The statement by both officials was issued to ensure an uninterrupted supply of cash as well as food assistance for the Syrian refugees.

“These are serious indicators that highlight the urgent need for supporting vulnerable Syrian refugees who are adversely affected by the current economic difficulties in Iraq.

WFP and UNHCR have supported Syrian refugees since the onset of the crisis and continue to do so, yet the rising food prices and reduced purchasing power of people’s income places,” they stated.

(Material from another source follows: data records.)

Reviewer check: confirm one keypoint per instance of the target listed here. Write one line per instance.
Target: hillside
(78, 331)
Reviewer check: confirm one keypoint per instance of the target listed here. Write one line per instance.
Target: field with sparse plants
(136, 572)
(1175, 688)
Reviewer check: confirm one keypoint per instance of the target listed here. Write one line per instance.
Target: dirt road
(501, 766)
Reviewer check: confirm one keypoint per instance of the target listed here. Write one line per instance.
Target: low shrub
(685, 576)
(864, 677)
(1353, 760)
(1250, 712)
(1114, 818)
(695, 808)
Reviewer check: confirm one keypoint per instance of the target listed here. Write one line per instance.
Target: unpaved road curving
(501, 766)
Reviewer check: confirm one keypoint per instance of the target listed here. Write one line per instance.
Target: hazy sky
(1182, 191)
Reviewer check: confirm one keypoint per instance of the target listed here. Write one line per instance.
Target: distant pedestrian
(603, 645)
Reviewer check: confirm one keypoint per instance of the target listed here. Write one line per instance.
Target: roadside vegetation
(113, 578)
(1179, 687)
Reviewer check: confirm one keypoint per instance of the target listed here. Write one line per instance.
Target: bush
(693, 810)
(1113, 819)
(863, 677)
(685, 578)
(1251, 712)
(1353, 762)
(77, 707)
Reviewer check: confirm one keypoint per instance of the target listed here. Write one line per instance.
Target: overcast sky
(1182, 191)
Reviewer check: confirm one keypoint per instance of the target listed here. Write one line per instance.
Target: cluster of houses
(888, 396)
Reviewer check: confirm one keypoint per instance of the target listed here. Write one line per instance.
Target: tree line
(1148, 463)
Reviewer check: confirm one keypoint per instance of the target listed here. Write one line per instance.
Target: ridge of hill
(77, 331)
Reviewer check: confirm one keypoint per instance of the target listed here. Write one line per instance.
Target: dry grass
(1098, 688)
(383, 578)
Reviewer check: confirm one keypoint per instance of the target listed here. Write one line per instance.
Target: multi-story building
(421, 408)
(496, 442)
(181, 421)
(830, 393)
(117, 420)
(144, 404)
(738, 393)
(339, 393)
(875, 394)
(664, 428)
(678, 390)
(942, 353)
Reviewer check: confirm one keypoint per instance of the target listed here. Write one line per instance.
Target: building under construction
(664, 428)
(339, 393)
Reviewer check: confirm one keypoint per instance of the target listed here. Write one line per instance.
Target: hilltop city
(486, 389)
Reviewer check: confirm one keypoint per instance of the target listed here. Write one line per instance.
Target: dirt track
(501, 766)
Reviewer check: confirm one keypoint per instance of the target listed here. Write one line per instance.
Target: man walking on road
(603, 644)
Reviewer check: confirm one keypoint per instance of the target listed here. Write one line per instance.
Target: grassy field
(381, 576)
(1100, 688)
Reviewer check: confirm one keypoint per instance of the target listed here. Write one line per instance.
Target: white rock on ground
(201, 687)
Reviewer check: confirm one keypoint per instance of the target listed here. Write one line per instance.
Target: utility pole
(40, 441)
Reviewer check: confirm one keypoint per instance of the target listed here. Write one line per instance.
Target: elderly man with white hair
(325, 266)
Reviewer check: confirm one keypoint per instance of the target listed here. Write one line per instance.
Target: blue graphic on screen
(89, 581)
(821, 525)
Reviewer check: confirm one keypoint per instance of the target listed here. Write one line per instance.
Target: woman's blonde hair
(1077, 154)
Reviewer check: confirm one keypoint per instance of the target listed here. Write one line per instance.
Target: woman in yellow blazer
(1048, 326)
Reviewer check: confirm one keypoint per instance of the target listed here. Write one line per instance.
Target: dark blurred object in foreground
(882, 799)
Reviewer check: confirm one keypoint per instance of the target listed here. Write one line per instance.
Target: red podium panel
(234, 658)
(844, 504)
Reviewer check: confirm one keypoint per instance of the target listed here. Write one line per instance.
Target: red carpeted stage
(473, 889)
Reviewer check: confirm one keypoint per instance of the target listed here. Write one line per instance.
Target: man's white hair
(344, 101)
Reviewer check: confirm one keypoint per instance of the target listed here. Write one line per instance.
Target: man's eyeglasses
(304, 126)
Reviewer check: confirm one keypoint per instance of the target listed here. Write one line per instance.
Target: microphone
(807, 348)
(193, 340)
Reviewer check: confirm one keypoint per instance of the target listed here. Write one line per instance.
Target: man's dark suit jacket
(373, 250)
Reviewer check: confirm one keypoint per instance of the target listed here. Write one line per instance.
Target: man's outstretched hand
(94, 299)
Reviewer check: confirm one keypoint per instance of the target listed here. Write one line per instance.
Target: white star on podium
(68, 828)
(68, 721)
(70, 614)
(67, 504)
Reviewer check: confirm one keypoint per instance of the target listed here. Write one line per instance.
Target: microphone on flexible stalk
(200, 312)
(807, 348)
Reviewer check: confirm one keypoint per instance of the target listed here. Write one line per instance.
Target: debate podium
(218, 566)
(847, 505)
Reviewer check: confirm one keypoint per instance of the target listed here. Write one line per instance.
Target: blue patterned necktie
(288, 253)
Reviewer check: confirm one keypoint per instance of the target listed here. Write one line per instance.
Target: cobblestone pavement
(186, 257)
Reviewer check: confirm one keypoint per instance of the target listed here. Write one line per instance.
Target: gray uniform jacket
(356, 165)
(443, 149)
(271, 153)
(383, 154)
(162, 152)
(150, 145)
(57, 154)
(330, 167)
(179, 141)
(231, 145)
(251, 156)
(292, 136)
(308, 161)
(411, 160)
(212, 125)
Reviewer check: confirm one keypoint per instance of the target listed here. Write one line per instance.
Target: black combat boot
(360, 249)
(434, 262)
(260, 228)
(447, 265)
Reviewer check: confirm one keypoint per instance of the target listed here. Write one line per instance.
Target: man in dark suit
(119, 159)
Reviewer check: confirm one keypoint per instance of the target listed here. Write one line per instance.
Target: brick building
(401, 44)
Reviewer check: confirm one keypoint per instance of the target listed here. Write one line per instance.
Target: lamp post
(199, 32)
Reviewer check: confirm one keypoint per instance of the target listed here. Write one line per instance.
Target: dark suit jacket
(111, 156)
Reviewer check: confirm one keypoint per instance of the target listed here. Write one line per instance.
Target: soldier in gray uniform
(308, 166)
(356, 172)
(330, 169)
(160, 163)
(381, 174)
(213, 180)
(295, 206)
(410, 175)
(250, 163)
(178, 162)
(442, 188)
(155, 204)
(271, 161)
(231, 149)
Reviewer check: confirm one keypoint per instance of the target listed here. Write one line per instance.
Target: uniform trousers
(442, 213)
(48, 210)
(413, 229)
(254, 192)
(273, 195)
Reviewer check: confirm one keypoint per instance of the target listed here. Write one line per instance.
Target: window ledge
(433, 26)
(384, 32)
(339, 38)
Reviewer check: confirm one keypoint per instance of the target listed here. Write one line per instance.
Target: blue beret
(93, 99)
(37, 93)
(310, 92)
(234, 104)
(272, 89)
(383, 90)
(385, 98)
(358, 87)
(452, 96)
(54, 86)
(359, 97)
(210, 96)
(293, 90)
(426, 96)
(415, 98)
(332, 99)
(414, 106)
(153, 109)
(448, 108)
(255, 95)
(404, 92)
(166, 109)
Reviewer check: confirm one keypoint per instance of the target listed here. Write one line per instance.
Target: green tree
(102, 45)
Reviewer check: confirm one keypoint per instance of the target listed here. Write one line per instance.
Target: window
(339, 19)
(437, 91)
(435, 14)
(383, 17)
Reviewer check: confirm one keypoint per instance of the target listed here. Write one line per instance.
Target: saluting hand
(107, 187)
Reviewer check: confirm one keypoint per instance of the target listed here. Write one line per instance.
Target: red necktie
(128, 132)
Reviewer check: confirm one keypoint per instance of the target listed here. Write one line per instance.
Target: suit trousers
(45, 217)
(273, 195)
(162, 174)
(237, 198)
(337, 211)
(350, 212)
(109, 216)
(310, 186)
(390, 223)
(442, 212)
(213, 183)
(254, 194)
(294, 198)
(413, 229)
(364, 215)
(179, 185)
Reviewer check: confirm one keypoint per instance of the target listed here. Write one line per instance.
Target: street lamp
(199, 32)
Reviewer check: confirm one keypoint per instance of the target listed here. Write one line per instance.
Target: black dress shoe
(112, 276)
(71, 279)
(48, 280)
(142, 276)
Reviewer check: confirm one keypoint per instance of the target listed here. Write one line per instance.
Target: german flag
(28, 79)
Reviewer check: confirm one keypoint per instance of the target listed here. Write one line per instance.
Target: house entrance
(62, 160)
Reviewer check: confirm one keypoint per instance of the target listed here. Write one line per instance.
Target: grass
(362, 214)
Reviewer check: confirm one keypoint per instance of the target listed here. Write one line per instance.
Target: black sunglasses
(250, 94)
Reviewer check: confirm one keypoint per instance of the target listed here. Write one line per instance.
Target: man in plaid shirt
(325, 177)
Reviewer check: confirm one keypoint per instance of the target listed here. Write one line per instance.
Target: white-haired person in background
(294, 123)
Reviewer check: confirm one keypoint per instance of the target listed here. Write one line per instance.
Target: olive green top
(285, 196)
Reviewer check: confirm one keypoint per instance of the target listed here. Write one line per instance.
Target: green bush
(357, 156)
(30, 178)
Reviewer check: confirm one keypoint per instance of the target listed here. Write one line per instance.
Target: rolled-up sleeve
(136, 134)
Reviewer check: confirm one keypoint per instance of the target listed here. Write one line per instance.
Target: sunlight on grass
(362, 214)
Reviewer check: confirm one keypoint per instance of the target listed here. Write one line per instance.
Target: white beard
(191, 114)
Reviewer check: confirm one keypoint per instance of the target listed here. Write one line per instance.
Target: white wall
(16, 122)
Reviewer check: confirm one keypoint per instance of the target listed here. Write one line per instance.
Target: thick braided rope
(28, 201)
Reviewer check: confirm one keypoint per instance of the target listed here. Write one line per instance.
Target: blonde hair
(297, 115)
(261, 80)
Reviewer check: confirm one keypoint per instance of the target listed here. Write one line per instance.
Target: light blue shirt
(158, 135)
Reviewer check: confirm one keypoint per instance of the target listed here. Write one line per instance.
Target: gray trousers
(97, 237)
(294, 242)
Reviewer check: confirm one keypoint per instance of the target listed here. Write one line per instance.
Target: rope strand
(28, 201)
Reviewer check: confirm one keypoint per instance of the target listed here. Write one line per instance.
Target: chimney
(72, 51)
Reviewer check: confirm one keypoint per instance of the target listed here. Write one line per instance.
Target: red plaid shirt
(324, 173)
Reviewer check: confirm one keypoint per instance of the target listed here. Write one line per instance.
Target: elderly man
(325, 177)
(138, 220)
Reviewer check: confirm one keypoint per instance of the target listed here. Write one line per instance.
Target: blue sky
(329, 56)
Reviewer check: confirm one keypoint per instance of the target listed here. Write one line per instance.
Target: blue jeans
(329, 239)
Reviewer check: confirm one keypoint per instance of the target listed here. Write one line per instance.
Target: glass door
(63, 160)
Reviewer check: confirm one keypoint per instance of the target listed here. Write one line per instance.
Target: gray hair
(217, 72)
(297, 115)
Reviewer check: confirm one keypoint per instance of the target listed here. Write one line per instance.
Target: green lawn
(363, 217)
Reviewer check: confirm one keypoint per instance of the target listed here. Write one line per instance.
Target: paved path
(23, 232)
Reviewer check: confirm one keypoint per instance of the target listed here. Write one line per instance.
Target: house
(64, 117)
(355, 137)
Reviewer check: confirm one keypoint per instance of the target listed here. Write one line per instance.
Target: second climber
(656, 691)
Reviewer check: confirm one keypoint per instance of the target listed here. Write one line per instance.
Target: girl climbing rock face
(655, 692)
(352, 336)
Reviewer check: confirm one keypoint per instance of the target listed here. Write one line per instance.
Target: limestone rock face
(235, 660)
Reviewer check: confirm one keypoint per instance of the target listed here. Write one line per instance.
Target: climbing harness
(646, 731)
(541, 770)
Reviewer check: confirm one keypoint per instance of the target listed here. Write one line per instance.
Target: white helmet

“WFP and UNHCR are grateful to all donors for their continued and steadfast support to the most vulnerable families in Iraq and would request their assistance to help ensure that no one shall go hungry in these trying times.”

The situation in refugee camps

Iraq is currently hosting 260,000 Syrian refugees, most of whom reside in the Kurdistan region. Nearly 95,745 people live in camps, while 72,000 depend on assistance, life-saving cash, and food from humanitarian organizations.

According to the statistics shared by the UN, 86 percent of the refugees in camps are food insecure or are vulnerable to food insecurity. Socio-economic shocks follow the dire situation of Syrian refugees in Iraq.

Iraq requires immediate global assistance to overcome the crisis. UNHCR and WFP are currently providing legal support, registration services, and social and educational support to these people.

The devaluation of the Iraqi dinar due to the aftermath of Covid-19 and the rise in food and fuel prices due to the war in Ukraine are the leading causes of food insecurity.

The socio-economic challenges are forcing families to adopt negative coping strategies such as buying food on credit, reducing expenditures on basic needs, child labor, increasing in rate of children dropping out of school, and selling assets to meet necessities.